Le­gat pa­pie­ski Mez­za­bar­ba nie po­wie­dział ce­sa­rzo­wi K'ang-hi ni­cze­go, czym by wład­ca mógł się po­czuć ura­żo­ny. Wsze­la­ko nie zjed­nał so­bie wca­le uzna­nia a po au­dien­cji eu­nuch przy­bocz­ny rzekł do je­zu­itów: „Za­słu­ży­li­ście na śmierć, za­pew­nia­jąc, że czło­wiek ten za­mie­rza mó­wić same tyl­ko miłe sło­wa”. Na­le­ży da­lej za­zna­czyć, że po­nie­waż Chi­ny są jed­nym z naj­star­szych państw świa­ta – ce­sa­rze chiń­scy mie­nią się star­szy­mi brać­mi wszyst­kich wład­ców zie­mi i wy­ma­ga­ją od nich wpraw­dzie nie ule­gło­ści, ale pew­ne­go ro­dza­ju wzglę­dów.
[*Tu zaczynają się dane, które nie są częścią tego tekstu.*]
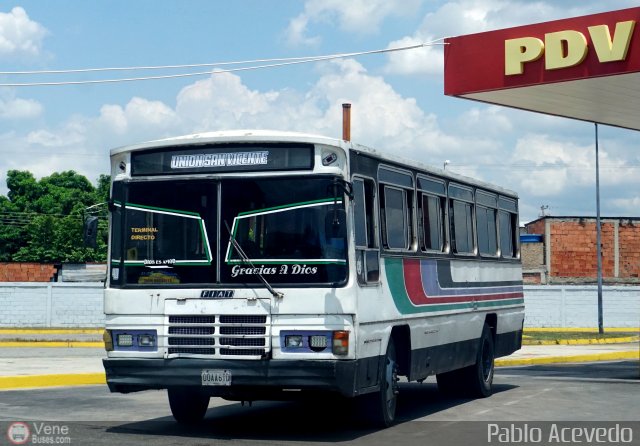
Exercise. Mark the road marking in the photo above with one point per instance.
(22, 382)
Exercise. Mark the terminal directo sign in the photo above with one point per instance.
(583, 67)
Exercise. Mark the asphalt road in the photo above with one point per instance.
(578, 396)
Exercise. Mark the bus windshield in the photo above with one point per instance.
(173, 233)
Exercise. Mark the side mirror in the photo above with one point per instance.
(335, 224)
(90, 232)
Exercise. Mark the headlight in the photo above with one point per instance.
(124, 340)
(146, 340)
(108, 341)
(293, 341)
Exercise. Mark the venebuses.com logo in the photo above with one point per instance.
(38, 432)
(18, 433)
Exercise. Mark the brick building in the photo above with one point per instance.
(565, 250)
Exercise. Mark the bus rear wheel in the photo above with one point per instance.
(474, 381)
(187, 406)
(479, 377)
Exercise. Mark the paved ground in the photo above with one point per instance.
(578, 396)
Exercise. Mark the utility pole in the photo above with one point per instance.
(598, 237)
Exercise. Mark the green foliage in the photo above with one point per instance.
(41, 221)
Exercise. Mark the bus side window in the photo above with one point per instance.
(366, 236)
(432, 222)
(461, 219)
(508, 227)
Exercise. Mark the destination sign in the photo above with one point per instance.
(222, 158)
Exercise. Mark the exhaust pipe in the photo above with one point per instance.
(346, 122)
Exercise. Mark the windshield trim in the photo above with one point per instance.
(175, 213)
(272, 210)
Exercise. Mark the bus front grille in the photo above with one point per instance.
(218, 336)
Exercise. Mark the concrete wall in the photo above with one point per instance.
(80, 305)
(51, 304)
(570, 244)
(577, 306)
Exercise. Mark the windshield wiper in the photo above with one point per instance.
(245, 258)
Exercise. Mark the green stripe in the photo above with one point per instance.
(287, 206)
(204, 239)
(293, 262)
(395, 278)
(174, 211)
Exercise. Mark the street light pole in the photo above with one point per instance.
(598, 237)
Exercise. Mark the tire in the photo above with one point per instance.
(474, 381)
(187, 406)
(381, 406)
(479, 377)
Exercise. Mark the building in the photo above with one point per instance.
(558, 250)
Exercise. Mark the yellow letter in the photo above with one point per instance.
(556, 57)
(519, 51)
(612, 51)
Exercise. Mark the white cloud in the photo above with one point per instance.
(551, 166)
(499, 145)
(627, 206)
(19, 35)
(355, 16)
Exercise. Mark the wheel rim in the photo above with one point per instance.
(391, 384)
(487, 361)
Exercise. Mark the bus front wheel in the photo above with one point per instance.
(381, 406)
(187, 406)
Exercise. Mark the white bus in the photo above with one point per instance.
(253, 265)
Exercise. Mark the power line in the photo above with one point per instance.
(272, 63)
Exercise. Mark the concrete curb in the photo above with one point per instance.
(593, 341)
(585, 329)
(594, 357)
(82, 379)
(51, 344)
(45, 331)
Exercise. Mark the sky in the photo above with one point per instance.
(398, 104)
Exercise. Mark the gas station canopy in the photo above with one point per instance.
(586, 68)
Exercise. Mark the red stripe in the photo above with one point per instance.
(413, 282)
(417, 296)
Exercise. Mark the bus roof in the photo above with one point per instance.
(232, 136)
(229, 136)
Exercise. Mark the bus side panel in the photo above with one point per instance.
(445, 303)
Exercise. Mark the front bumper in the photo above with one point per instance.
(261, 379)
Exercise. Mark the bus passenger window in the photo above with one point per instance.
(461, 215)
(507, 246)
(395, 211)
(487, 231)
(433, 223)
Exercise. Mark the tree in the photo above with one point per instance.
(41, 221)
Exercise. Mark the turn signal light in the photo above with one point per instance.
(340, 342)
(108, 342)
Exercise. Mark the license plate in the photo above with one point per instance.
(216, 377)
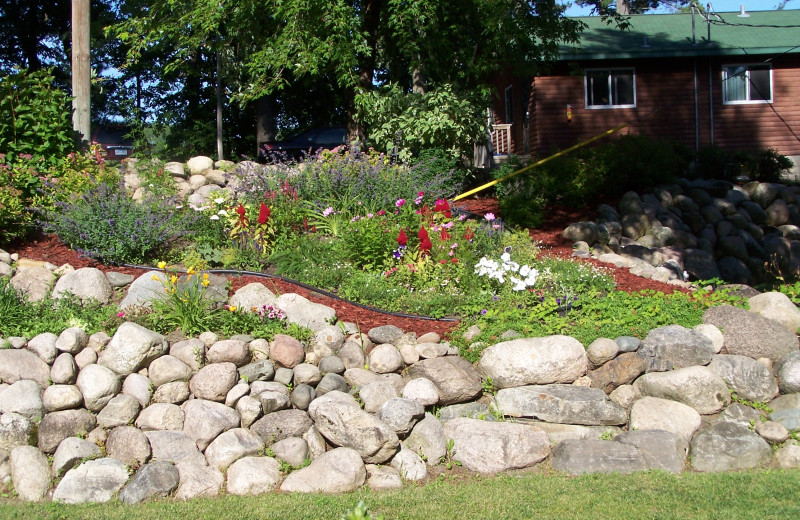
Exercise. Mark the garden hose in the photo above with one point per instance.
(317, 290)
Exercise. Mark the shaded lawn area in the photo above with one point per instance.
(763, 494)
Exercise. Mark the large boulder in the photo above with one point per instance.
(728, 446)
(534, 361)
(697, 387)
(565, 404)
(131, 348)
(87, 284)
(492, 447)
(94, 481)
(454, 377)
(671, 347)
(628, 452)
(747, 377)
(749, 334)
(337, 471)
(340, 420)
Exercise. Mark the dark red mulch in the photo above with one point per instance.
(51, 249)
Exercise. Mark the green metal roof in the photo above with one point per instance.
(670, 35)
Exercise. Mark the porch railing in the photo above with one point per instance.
(501, 139)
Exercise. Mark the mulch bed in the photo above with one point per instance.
(49, 248)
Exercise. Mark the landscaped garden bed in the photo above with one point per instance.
(181, 372)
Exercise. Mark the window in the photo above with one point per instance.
(746, 84)
(509, 104)
(610, 88)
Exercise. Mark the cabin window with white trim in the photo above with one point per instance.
(742, 84)
(610, 88)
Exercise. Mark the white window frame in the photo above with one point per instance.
(748, 101)
(508, 99)
(611, 71)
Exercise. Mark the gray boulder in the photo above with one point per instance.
(30, 473)
(492, 447)
(566, 404)
(728, 446)
(337, 471)
(98, 385)
(131, 348)
(671, 347)
(57, 426)
(71, 452)
(531, 361)
(129, 445)
(86, 283)
(628, 452)
(454, 377)
(697, 387)
(23, 397)
(205, 420)
(343, 423)
(155, 480)
(279, 425)
(749, 334)
(747, 377)
(777, 306)
(788, 372)
(94, 481)
(231, 446)
(253, 476)
(653, 413)
(23, 364)
(213, 382)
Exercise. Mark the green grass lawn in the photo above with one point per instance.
(764, 494)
Co się ty­czy na­zwy „kung” – nada­wa­nej upo­min­kom przy – wo­żo­nym przez po­słów – to od­no­si się ona w Chi­nach do wszyst­kie­go, co zo­sta­je zło­żo­ne w da­rze wład­cy; ist­nie­ją na­wet spe­cjal­ne sło­wa dla wy­ra­że­nia, że ce­sarz je, śpi, prze­cha­dza się – po­dob­nie jak w Niem­czech, gdzie w sto­sun­ku do ksią­żąt są w uży­ciu okre­śle­nia ta­kie, jak ge­ru­hen, ge­neh­mi­gen itd. Nie­traf­nie na­to­miast tłu­ma­czy się sło­wo „kung” jako „da­ni­na”.
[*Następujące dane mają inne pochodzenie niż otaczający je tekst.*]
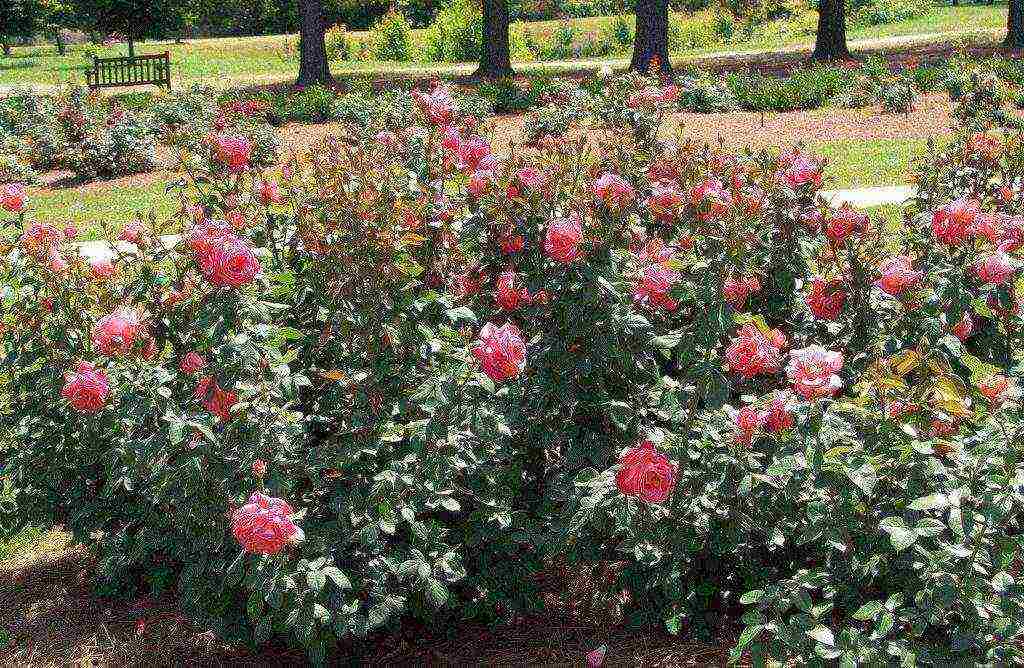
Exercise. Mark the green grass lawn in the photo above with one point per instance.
(851, 164)
(863, 163)
(233, 60)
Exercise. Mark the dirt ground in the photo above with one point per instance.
(51, 618)
(736, 129)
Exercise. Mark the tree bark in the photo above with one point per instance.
(312, 51)
(651, 36)
(495, 59)
(830, 43)
(1015, 26)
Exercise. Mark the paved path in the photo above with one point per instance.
(863, 198)
(582, 65)
(866, 198)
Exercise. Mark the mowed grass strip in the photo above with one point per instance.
(227, 60)
(851, 164)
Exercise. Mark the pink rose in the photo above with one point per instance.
(994, 388)
(509, 295)
(965, 327)
(753, 352)
(952, 222)
(501, 351)
(898, 276)
(711, 200)
(87, 388)
(117, 333)
(101, 268)
(229, 263)
(842, 224)
(561, 242)
(268, 193)
(192, 363)
(995, 268)
(263, 526)
(12, 198)
(645, 473)
(826, 298)
(812, 372)
(613, 191)
(655, 283)
(232, 152)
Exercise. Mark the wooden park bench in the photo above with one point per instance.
(130, 71)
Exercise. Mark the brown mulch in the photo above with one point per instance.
(51, 617)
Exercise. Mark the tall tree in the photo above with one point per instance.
(830, 43)
(1015, 26)
(18, 19)
(495, 59)
(312, 50)
(651, 35)
(134, 19)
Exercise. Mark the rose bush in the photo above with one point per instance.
(411, 377)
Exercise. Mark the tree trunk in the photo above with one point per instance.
(651, 36)
(495, 59)
(830, 44)
(312, 50)
(1015, 26)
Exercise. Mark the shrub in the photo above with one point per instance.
(391, 38)
(339, 43)
(695, 32)
(455, 34)
(13, 170)
(430, 375)
(880, 12)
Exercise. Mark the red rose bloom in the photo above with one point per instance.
(118, 333)
(994, 388)
(812, 372)
(192, 363)
(952, 222)
(12, 198)
(268, 193)
(842, 224)
(87, 388)
(263, 526)
(654, 285)
(232, 152)
(753, 352)
(898, 276)
(229, 263)
(501, 351)
(645, 473)
(561, 242)
(995, 268)
(826, 298)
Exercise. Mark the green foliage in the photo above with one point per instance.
(339, 43)
(390, 38)
(455, 34)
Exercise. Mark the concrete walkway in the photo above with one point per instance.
(384, 70)
(867, 198)
(862, 198)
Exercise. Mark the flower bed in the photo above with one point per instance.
(400, 381)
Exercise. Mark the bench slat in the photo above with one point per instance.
(142, 70)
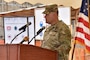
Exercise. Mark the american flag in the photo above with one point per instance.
(82, 35)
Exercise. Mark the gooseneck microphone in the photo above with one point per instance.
(38, 32)
(24, 27)
(25, 39)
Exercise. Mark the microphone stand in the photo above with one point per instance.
(32, 39)
(17, 35)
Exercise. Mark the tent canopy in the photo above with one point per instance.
(18, 13)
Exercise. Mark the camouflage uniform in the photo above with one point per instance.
(58, 37)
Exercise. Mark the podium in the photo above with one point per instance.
(26, 52)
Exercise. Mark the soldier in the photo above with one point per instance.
(57, 36)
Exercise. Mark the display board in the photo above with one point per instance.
(11, 28)
(64, 15)
(39, 22)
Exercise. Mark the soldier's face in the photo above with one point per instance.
(49, 18)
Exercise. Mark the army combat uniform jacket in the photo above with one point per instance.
(58, 37)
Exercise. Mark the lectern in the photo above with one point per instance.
(26, 52)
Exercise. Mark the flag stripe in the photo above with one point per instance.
(82, 29)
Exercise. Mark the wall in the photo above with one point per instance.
(73, 3)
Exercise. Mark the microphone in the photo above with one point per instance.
(25, 39)
(24, 27)
(40, 30)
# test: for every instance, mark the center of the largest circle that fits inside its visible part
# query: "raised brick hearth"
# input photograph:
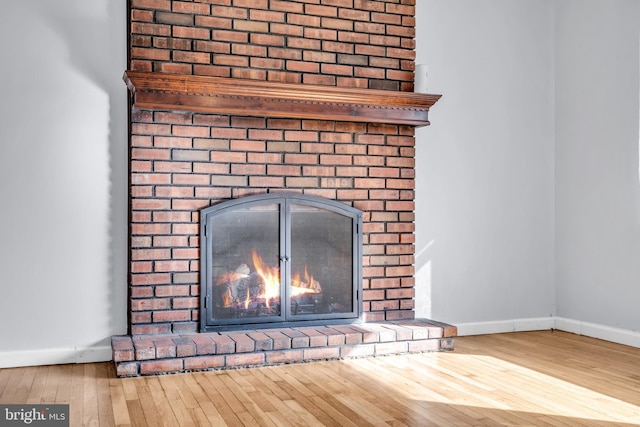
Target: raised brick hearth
(183, 161)
(149, 355)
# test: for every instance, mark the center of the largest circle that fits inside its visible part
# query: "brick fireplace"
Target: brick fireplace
(195, 144)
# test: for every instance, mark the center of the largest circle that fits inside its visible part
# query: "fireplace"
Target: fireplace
(280, 259)
(272, 176)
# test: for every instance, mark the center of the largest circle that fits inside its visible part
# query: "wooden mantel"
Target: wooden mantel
(271, 99)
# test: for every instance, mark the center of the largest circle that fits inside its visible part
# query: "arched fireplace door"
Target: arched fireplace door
(280, 259)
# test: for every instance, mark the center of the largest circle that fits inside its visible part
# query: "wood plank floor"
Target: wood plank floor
(532, 378)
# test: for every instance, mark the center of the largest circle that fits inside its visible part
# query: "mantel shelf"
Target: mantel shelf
(219, 95)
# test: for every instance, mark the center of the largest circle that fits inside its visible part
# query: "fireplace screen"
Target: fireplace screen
(279, 258)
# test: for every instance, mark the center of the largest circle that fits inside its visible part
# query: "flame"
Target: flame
(247, 299)
(270, 278)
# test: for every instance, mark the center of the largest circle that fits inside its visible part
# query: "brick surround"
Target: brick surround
(181, 162)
Hoł­dow­ni­czy­mi kró­le­stwa­mi Chin są te, któ­re otrzy­mu­ją od ce­sa­rza pie­częć i ka­len­darz.

Ce­sa­rze Chin nie rosz­czą pre­ten­sji do pa­no­wa­nia nad świa­tem, chęt­nie jed­nak wy­ra­ża­ją się w swych de­kre­tach: „Ce­sarz Olos­sów (Ro­sjan) do­no­si Nam, że pod­da­ni jego z oko­lic Ir­ty­szu nie mają gdzie sprze­da­wać fu­ter i wsku­tek tego brak im rze­czy naj­nie­zbęd­niej­szych do ży­cia. Dla­te­go też chęt­nie ra­czy­li­śmy udo­stęp­nić im miej­sce wy­mia­ny han­dlo­wej…” itd. Wi­dzi­my więc, że po­sło­wi ro­syj­skie­mu nie trud­no osią­gnąć po­wo­dze­nie, je­że­li tyl­ko bę­dzie dzia­łał zgod­nie z du­chem na­ro­du chiń­skie­go i do­sto­su­je się do za­pa­try­wań rzą­du; ale je­że­li do­pu­ści do naj­błah­sze­go nie­po­ro­zu­mie­nia, cała jego dro­ga bę­dzie na­je­żo­na cier­nia­mi. Za­trwo­żo­ny Try­bu­nał bę­dzie przy­pusz­czał, że wy­słan­nik nie za­cho­wa się w Pe­ki­nie w spo­sób miły ce­sa­rzo­wi. A je­że­li po­seł na swo­je nie­szczę­ście ura­zi dumę któ­re­goś z dy­gni­ta­rzy – zy­ska w nim nie­prze­jed­na­ne­go wro­ga, za­wzię­tość bo­wiem sta­no­wi głów­ną ich przy­wa­rę.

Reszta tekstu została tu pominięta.